Authoring XML using DSL's

Recently, a good colleague of mine (you know who you are Tim), asked me what steps he should take to build an XML authoring solution based upon existing XSD schemas they already have in their company. The objective was to create XML file instances (of a well known schema) to describe some business thing, but how to do that with a better authoring experience than writing angle brackets - since most of the folks who need do this in his company don't really have XML skills or sufficient knowledge of the XSD schemas to accurately construct one of these XML instances in its entirely. XML is just the chosen format the technical staff chose to use to represent this data for other technical reasons, and why should the people who need to create these business things have to care about XML or XSD? But they sure know what these business things are and how to define them in higher level terms.

Clearly, this is not an uncommon scenario, and, in principal at least, it should not warrant a massive development effort  to create a simple XML authoring tool just dedicated just for this XSD schema. You might argue that they could just use XML notepad or other XML editor, but this is really not the kind of solution that non-developers business professionals would be very comfortable or productive with.

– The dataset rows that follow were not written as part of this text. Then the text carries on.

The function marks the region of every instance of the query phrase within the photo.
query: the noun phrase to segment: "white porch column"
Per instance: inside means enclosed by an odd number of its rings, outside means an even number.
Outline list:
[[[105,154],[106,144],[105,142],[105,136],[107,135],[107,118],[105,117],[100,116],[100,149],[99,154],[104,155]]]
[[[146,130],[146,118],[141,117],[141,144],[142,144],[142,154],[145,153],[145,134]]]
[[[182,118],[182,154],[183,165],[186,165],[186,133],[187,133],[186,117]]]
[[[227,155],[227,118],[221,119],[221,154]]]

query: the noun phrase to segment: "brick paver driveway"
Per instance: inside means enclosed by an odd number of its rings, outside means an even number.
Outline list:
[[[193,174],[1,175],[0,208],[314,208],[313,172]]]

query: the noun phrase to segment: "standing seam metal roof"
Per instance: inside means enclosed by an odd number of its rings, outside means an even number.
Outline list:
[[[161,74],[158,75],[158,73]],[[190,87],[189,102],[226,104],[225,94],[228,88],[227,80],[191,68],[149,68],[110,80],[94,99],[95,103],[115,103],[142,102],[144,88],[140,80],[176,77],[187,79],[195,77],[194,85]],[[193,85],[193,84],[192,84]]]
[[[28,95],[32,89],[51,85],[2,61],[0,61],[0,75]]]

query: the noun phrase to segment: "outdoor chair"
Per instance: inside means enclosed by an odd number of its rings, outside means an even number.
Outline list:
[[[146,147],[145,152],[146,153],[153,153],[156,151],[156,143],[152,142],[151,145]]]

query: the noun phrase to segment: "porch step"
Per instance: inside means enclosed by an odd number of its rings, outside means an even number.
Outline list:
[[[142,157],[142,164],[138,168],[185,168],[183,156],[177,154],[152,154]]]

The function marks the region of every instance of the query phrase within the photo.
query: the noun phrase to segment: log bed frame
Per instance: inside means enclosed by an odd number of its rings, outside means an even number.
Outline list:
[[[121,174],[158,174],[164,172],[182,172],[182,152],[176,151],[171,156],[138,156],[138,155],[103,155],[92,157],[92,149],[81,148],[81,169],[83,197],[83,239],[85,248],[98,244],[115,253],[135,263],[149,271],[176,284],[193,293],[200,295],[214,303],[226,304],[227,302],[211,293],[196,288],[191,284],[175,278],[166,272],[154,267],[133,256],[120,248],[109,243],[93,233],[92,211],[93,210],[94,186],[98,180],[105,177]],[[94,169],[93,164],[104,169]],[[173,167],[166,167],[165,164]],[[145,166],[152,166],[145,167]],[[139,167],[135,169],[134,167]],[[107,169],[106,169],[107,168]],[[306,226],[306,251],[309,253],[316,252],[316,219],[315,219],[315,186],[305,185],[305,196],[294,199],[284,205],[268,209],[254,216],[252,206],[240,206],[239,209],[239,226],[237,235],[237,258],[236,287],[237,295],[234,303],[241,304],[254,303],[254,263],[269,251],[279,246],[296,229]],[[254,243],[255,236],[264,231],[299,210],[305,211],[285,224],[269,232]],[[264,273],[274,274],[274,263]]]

To be fair to Tim, he already knew what solution to go for of course, but wanted some reassurance of how quickly and what tasks need to be performed for his team to leverage some of the new tools to create this kind of solution for him. Providing him a nice dedicated 'smart' simplified graphical designer that he could put in front of his business oriented people to help guide them through the desired authoring process of these things; never having to touch (or care about) the underlying XML, how it is defined, or how it gets completed, with all its intricacies etc. He just wanted a simple GUI designer to define the main aspects of the business thing the XML is describing and spit out the fully compliant XML for other tools to process later.

Well, if you were confronted with this problem a few years back, you would have likely proposed creating a new dedicated web solution, convoluted XSLT type solution or some desktop application or tool (or perhaps even an InfoPath solution), or told Tim to go use XML notepad of some such generic XML authoring tool. But today, I am sure (I hope) most of you would now feel comfortable suggesting to go build a domain specific language with the DSL toolkit.

What makes building a DSL for this kind of 'brown-field' solution very interesting, is that you already effectively have a domain model defined in your XSD, which is a great starting point.

'Brown-fields' is a term used to describe scenarios where there are existing solutions already implemented and where you are trying to introduce a new technology or solution to help with the completion or enhancement of that solution. It's almost the opposite to 'Green-field' scenarios where you have freedom to build any solution with any means, and are unconstrained by existing tools, technology or solutions.

The XSD provides most of the information needed to describe the model and the types (domain classes, external types, inheritance etc) it needs. Once you have defined your domain model of course, what you show in a DSL designer does not have to reflect all domain classes and relationships from your XSD. After all, you may want to provide some abstraction of the thing defined in the XSD in your designer, and have the designer fill-in or imply parts of the XML for the user, based on either defaults, or other settings and constraints in the XSD. This ensures that the thing defined (in XML) is always valid and complete with respect to the XSD.

Once you have your domain model fully defined, and a designer defined to graphically represent your domain model, its simply a case of generating the XML from this DSL. You can do this in a text template, or apply an XSLT transform to the DSL file, both are common approaches. But there is a better technique for cases like this.

One little known fact about the DSL toolkit, is that you can extend it to control exactly how to persist the XML that is written out to describe the instance of your DSL.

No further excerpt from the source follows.